Americans love choice. We can't resist having everything our way, from burgers to BMWs. Click on a few options, and voilà, we've “custom-designed” our new Trek bike—in “starry-night black” with a lovely contrasting logo in silver. Click on too many upgrades, though, and our new bicycle can cost as much as a Harley-Davidson. But hey, it's custom.
Well, not really. That bike is still a mass-produced item, assembled from an inventory of stock parts. Computers have radically changed the way almost everyone does business. And what they've changed most is our ability to make changes to almost anything, quickly and at far less cost than ever before. This has revolutionized the manufacturing industry, and it's severely—perhaps critically—conflated the concept of choice with the idea of custom. The two are not synonymous, and their confusion in the minds of the purchasing public is harming architects. Why? Because now any builder with a keyboard and a CAD program can “customize” a kit of parts for a home buyer and call the result a “custom home.”

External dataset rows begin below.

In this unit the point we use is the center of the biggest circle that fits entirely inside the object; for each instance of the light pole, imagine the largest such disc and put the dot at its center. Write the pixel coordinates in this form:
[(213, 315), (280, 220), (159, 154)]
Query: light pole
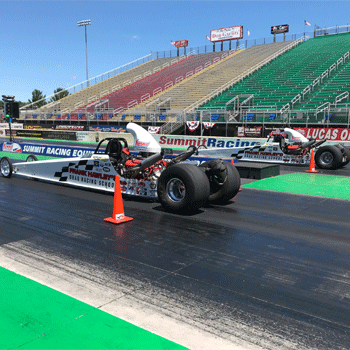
[(80, 24)]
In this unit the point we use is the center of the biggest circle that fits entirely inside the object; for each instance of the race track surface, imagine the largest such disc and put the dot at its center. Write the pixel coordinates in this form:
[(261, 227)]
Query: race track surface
[(267, 271)]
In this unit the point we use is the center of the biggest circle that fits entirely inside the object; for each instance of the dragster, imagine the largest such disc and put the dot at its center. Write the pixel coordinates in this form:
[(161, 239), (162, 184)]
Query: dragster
[(177, 184)]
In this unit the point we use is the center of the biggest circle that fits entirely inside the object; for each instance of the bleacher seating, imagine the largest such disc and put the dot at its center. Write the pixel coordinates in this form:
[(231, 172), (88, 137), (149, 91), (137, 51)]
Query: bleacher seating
[(277, 83), (223, 70), (147, 87)]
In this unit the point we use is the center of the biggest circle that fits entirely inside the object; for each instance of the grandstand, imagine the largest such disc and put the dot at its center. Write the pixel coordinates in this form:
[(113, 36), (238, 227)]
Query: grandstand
[(304, 80), (312, 74)]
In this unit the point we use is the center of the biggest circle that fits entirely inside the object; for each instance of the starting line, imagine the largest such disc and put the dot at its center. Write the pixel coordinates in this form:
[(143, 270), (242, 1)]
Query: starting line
[(38, 317)]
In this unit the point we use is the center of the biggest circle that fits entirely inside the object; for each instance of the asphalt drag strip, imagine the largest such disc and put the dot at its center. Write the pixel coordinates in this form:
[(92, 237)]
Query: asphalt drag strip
[(269, 270)]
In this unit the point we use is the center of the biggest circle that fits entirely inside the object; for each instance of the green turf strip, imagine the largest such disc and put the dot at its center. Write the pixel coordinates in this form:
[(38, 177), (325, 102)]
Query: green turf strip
[(22, 156), (309, 184), (33, 316)]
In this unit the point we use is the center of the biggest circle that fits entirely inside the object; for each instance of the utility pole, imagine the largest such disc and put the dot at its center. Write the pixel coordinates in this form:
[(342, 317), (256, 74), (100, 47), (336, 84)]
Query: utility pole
[(80, 24)]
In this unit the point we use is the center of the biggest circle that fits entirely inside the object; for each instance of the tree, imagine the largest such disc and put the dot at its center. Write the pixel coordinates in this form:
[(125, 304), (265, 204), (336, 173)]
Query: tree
[(59, 93), (38, 98)]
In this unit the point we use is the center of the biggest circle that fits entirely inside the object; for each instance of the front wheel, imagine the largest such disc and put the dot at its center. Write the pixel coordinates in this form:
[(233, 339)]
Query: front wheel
[(328, 157), (6, 167), (183, 188)]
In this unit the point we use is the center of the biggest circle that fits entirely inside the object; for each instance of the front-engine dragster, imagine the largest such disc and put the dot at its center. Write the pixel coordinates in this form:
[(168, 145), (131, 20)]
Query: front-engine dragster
[(290, 147), (178, 185)]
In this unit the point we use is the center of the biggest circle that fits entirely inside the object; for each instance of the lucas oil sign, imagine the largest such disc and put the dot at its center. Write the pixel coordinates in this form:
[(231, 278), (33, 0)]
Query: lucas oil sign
[(46, 150), (331, 134)]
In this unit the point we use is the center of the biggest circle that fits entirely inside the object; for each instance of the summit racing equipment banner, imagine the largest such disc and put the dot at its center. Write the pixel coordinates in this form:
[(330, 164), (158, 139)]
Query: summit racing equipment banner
[(228, 33), (46, 150), (107, 128), (182, 142), (331, 134), (14, 126)]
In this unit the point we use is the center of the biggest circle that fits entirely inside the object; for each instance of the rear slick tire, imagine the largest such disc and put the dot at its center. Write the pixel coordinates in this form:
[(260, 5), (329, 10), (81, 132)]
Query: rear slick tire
[(329, 157), (183, 188), (6, 168), (221, 194)]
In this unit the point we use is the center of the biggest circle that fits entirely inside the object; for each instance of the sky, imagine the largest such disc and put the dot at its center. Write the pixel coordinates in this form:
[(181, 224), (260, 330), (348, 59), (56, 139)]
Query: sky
[(43, 48)]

What truly qualifies as a custom home? Houses that are designed from scratch for a particular site and a specific client's program. A real human being's program —not a hypothetical demographic profile, even if it's very narrowly defined. What doesn't qualify? An existing house plan that's been altered according to the client's wishes, a production home that's had upgrades installed, or a speculative home designed for a target buyer—no matter how “upscale.” Choice does not equal custom, but thanks to the marketing efforts of savvy builders, few home buyers understand the distinction anymore—if they ever did in the first place.

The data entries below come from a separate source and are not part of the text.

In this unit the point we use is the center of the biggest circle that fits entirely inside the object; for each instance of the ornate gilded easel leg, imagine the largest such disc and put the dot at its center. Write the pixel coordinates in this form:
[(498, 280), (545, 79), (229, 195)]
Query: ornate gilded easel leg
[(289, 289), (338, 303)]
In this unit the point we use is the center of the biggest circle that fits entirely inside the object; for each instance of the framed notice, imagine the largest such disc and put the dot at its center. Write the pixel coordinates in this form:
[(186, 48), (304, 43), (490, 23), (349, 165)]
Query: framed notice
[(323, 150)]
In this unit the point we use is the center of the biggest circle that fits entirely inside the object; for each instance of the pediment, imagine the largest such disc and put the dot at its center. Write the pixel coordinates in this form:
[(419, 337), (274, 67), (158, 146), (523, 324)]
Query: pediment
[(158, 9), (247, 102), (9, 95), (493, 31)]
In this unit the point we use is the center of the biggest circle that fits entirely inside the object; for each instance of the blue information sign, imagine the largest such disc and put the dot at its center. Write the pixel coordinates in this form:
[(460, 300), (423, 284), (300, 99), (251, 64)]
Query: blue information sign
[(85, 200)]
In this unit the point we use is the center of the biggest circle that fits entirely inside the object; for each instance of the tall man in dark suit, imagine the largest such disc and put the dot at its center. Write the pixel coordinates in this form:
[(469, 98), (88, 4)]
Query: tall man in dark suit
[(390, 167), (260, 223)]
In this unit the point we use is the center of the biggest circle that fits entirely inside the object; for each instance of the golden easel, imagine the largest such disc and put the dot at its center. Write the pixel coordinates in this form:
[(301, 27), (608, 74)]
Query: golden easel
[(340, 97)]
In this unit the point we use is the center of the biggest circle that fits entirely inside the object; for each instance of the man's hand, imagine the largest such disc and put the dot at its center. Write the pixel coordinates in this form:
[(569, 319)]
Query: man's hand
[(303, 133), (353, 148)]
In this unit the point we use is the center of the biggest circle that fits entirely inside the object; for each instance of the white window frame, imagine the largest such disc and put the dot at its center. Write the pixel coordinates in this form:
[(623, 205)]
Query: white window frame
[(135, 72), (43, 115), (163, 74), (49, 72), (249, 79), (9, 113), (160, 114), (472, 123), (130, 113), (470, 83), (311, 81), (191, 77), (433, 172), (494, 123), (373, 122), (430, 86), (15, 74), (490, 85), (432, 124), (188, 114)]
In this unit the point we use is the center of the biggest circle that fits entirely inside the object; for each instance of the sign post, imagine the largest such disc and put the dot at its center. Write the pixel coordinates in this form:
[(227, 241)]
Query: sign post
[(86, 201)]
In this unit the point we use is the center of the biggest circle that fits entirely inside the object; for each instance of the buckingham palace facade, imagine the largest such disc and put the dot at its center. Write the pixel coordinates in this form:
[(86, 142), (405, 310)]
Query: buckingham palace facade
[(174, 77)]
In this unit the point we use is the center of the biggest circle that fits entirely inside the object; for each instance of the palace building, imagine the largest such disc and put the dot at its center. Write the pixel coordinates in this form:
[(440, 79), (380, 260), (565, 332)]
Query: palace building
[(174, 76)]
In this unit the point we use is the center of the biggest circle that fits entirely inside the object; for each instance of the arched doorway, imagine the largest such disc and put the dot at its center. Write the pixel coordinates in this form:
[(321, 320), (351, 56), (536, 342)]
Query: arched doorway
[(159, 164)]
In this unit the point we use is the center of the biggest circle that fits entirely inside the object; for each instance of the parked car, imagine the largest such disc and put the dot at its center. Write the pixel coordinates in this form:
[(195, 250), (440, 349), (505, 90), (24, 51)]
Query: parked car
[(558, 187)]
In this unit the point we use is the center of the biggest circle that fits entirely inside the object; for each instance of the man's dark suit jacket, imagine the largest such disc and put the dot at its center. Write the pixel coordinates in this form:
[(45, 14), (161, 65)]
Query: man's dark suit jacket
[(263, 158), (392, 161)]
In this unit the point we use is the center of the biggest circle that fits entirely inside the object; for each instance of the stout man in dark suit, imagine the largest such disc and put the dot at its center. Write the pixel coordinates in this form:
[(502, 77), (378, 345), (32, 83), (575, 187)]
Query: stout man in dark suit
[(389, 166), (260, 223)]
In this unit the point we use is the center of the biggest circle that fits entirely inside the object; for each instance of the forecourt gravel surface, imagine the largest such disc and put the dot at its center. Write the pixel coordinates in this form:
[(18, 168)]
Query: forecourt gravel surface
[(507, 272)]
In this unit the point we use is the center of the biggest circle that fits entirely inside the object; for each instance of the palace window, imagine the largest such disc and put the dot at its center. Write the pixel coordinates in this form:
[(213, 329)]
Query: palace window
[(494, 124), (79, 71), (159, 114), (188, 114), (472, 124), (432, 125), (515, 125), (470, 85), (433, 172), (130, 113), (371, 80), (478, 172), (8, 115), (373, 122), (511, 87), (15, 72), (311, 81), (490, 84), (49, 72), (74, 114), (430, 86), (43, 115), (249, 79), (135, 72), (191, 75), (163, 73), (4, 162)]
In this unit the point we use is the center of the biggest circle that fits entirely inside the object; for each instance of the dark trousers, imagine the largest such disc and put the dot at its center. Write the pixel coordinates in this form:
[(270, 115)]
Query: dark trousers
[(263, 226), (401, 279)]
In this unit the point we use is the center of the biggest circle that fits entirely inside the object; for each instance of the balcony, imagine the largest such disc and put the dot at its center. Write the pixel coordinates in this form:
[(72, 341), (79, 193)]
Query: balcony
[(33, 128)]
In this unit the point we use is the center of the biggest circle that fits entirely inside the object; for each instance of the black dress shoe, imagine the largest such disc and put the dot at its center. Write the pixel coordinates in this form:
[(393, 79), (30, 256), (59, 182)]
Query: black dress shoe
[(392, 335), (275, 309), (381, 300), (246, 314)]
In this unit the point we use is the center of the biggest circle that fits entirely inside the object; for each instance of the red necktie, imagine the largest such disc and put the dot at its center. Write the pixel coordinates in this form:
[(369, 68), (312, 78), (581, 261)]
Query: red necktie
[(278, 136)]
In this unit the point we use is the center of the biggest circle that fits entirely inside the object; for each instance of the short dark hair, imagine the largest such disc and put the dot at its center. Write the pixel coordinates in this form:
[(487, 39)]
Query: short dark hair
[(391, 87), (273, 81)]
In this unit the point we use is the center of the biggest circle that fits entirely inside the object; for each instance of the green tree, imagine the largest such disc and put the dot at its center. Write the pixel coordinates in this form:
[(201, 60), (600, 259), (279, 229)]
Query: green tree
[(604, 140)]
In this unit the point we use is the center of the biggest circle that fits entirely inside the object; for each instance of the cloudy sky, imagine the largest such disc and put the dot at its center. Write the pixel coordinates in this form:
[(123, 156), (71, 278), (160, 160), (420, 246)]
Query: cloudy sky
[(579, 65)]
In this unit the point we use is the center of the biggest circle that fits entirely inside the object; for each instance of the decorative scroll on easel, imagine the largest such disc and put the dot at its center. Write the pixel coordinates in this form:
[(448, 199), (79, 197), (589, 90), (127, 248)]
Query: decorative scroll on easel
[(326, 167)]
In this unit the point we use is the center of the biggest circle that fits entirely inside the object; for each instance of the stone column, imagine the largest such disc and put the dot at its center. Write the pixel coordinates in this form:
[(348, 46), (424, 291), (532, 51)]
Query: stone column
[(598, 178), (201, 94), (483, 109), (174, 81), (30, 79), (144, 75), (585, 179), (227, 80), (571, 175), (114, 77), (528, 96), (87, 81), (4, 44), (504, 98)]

Given complete freedom, most custom residential architects would abandon all preconceived notions of what a house should look like each time a new commission came along. And you would never open a single specification guide for any of your projects. Instead, you'd reinvent every element yourselves, down to the hinges on a cabinet or the levers on a door. Alas, drilling the design down to the smallest detail is a privilege only a handful of the top architects have. And it's a wondrous thing to behold. Those houses are the very definition of custom.
Most of us must live in the off-the-rack world. We can't afford to have a taste-maker evaluate, guide, or even create every design we bring into our lives. But we do have the wherewithal to make choices, to personalize and particularize what we buy and where we live. We can choose to avail ourselves of the considerable economies and value production builders have brought to residential construction. But we shouldn't kid ourselves, if we make that choice, that we've nabbed ourselves a custom home at a great price. Even if we've had a little tailoring done to suit.
So how do architects fight the incursions of customizers into your rightful territory? I think, ironically, you do so by becoming experts in choice. Most of you won't have the opportunity to reinvent every component in your houses, but you can wield a catalog of options so vast, so discerning, and so imaginative that no builder of multiples could ever compete. No menu of good, better, and best for your clients. Only the best of everything, by design.